An in-depth study of the book of Romans. It focuses on Paul’s systematic explanation of the gospel to the Romans and offers insight into the doctrines of sin, salvation, and sanctification. Students will learn how union with Christ and the indwelling Holy Spirit leads to spiritual growth.
An overview of the biblical teaching on prayer and worship leads to practical considerations for cultivating intimacy with Christ in every aspect of life, from personal, private prayer to corporate celebration. Students will discover the joys and benefits of a dynamic prayer life and gain a fresh appreciation for the many ways in which the Holy Spirit makes prayer and worship both meaningful and powerful. An examination of some of the common challenges of prayer, such as learning to hear God’s voice, the problem of unanswered prayer, and what to do when it seems God is not speaking, is followed by practical insight for becoming more effective and fervent prayer warriors.
An introduction to leadership. This course focusses on vision for leadership and personal growth as a leader. Specific topics within this course are the heart of the leader, levels of leadership, fundaments for healthy leadership, the importance of every single day in leadership and making right and responsible decisions as a leader.
A continuation on leadership. This part focusses on the vision for leadership and teamwork. Specific topics within this course are the development of people, to delegate as a leader, serving leadership, building relationships, to work as a team, coaching and how to lead different kind of characters.
A basic study of the principles of Christian preaching. The course emphasizes biblical exposition and deals with practical matters such as the preparation of sermons, the sources of materials, the construction of sermon components, the variety of sermon types, and the delivery of sermons.
A survey course giving the student background for understanding, teaching, and applying the principles of the New Testament. Key facts from each book of the New Testament are highlighted in a manner that can be used in preaching and teaching.

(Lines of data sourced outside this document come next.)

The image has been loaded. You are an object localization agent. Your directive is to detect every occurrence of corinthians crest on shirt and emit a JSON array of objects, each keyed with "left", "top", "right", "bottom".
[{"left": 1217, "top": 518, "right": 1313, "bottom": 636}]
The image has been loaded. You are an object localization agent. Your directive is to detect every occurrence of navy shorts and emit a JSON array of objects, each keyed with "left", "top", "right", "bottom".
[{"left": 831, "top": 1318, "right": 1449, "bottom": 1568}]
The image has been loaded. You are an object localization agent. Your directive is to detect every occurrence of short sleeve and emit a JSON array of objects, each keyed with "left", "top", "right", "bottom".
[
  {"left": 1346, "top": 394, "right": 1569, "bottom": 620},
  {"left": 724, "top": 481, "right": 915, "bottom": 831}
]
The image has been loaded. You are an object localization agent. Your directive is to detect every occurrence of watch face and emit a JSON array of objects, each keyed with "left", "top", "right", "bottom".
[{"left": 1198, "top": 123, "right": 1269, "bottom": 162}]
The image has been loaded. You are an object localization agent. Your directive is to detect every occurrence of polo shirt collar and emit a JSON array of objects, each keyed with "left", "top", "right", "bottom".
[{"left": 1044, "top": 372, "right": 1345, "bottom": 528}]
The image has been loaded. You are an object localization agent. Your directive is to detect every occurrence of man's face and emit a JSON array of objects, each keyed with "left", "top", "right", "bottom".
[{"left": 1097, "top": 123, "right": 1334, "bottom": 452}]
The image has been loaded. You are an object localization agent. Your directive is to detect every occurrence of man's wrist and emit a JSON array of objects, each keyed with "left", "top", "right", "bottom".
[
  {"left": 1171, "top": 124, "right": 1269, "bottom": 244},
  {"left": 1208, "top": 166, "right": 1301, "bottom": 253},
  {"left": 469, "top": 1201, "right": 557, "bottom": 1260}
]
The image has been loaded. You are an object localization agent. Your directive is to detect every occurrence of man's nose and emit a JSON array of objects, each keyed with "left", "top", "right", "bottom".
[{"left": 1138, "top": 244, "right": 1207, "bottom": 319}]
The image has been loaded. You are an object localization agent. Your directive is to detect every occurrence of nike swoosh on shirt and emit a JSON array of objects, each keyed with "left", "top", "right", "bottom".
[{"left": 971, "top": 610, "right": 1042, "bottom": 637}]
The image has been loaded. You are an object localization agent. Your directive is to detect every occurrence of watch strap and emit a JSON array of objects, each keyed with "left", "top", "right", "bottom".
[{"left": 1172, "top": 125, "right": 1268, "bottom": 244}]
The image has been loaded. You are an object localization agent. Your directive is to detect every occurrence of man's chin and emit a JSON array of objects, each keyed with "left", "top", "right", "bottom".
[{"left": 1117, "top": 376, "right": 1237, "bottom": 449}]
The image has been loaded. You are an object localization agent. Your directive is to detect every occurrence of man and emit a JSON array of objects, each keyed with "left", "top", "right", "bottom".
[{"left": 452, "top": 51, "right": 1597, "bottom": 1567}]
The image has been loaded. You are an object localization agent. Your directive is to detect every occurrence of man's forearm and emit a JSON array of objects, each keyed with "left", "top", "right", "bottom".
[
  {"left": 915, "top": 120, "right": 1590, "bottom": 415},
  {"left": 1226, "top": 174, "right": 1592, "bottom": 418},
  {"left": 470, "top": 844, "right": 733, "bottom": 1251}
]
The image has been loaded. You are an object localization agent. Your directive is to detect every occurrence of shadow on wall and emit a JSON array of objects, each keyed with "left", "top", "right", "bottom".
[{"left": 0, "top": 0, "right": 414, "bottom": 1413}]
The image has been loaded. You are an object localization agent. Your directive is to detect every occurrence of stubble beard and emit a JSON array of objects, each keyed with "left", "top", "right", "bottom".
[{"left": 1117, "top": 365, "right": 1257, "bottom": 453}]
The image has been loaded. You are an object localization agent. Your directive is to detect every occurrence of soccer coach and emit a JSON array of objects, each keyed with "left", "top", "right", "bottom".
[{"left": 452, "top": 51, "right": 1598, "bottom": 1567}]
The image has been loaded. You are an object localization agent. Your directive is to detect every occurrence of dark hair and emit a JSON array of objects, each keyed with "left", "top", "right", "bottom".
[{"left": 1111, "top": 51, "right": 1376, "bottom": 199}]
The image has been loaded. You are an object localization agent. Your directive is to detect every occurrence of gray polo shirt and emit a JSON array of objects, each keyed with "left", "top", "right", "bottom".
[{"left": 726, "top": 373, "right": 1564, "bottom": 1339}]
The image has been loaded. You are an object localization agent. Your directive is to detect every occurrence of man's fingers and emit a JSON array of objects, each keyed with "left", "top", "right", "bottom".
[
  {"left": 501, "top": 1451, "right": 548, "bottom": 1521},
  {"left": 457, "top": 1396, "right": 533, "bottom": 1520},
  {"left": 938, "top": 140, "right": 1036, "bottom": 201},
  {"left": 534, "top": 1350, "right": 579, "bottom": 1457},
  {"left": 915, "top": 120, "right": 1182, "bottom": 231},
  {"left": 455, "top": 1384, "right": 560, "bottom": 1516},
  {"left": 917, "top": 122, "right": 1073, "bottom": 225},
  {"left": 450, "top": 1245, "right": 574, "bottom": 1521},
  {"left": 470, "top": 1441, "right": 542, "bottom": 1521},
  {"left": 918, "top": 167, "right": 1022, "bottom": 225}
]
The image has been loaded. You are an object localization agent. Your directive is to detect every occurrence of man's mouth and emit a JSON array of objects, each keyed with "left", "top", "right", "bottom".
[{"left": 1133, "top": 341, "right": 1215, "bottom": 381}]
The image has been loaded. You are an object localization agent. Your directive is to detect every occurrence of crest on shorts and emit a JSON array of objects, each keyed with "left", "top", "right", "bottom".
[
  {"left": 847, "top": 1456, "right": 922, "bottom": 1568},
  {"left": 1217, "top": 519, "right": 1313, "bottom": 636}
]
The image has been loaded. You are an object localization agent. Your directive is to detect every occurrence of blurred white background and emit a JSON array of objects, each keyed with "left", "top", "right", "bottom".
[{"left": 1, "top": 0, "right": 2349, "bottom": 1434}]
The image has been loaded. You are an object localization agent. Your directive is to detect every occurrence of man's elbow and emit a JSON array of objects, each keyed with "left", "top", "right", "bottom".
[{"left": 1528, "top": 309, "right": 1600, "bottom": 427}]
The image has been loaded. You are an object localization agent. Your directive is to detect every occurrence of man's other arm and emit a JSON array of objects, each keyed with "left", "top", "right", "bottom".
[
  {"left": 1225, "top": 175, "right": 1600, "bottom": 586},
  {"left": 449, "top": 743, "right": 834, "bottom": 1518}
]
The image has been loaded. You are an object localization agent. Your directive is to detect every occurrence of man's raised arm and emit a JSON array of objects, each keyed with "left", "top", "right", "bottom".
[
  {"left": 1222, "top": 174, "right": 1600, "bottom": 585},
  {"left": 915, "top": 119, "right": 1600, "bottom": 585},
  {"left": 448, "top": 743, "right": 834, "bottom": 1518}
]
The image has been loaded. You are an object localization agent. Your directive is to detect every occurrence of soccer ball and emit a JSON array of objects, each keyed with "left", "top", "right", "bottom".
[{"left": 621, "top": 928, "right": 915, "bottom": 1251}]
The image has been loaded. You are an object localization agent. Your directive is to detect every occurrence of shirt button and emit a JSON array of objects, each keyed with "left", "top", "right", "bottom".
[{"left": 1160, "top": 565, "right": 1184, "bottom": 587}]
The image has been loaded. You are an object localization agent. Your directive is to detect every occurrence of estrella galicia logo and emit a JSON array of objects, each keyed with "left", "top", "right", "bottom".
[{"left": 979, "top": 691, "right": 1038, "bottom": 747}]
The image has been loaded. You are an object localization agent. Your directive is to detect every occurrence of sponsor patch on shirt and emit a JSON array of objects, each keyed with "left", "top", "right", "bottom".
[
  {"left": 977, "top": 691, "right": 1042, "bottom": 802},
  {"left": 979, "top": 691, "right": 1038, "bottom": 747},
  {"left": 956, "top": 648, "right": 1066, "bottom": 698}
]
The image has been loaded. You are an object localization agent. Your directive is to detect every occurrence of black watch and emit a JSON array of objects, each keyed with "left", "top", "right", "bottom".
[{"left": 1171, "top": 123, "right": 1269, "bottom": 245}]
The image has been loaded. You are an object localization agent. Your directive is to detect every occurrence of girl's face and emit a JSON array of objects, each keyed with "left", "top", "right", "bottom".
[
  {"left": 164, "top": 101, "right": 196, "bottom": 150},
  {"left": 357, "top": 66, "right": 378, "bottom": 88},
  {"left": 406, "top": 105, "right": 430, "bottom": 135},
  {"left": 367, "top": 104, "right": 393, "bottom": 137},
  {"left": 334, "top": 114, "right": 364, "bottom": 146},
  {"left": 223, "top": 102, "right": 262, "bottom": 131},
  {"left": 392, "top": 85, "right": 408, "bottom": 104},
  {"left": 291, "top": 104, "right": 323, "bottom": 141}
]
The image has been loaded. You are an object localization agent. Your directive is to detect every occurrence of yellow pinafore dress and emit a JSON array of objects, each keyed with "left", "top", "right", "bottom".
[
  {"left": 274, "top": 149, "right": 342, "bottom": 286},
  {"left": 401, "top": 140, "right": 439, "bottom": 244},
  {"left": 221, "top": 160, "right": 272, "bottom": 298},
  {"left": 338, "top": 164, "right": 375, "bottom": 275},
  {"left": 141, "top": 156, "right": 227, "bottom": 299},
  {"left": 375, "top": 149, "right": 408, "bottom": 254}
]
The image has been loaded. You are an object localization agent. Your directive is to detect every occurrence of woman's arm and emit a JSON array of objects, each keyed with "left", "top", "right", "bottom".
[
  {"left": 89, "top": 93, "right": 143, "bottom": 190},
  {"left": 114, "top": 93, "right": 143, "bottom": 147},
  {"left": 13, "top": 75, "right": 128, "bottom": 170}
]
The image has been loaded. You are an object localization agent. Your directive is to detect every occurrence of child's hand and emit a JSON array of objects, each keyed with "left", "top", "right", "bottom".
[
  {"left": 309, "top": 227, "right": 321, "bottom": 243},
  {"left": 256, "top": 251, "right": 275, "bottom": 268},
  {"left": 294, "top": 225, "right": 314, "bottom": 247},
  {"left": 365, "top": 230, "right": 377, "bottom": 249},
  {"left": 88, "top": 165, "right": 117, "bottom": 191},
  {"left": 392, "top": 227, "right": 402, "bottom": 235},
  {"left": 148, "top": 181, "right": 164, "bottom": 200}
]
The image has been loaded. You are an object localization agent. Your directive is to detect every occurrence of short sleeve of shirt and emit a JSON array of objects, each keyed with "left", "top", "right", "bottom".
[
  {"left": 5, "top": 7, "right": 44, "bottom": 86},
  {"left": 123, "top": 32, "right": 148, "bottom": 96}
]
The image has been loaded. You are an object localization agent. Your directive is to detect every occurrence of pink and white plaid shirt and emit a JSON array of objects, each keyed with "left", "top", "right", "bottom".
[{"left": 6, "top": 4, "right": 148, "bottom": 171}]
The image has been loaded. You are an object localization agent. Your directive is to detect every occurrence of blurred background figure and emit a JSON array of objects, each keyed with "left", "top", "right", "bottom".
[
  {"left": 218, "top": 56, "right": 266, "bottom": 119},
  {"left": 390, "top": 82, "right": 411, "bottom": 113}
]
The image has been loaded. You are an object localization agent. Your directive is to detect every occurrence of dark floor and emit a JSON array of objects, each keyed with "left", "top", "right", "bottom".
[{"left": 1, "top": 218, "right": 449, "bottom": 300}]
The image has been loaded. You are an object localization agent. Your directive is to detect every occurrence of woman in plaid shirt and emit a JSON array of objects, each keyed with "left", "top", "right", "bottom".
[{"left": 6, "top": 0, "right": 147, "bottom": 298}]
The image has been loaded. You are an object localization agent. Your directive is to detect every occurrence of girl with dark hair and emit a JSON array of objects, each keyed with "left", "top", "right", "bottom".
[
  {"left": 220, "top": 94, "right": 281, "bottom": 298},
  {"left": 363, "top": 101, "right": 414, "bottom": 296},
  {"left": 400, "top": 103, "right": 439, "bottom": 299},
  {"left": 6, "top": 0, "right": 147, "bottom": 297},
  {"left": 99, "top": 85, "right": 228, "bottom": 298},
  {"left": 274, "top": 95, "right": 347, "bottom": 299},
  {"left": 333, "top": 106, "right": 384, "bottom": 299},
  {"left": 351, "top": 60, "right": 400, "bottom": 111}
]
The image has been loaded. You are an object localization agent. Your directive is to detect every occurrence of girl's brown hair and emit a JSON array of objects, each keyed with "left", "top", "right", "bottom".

An examination of pastoral ministry in three areas: preparation, responsibilities, and relationships. The unit on preparation focuses on a pastor’s qualifications, devotional life, and personal life. A unit on responsibilities analyzes preaching and teaching, worship, pastoral care, leading, training, forming cell groups, and special services. The final unit examines a pastor’s relationships with layleaders, staff, work, and calling. This is a principle-centered study to lay a lifelong foundation for the pastoral ministry.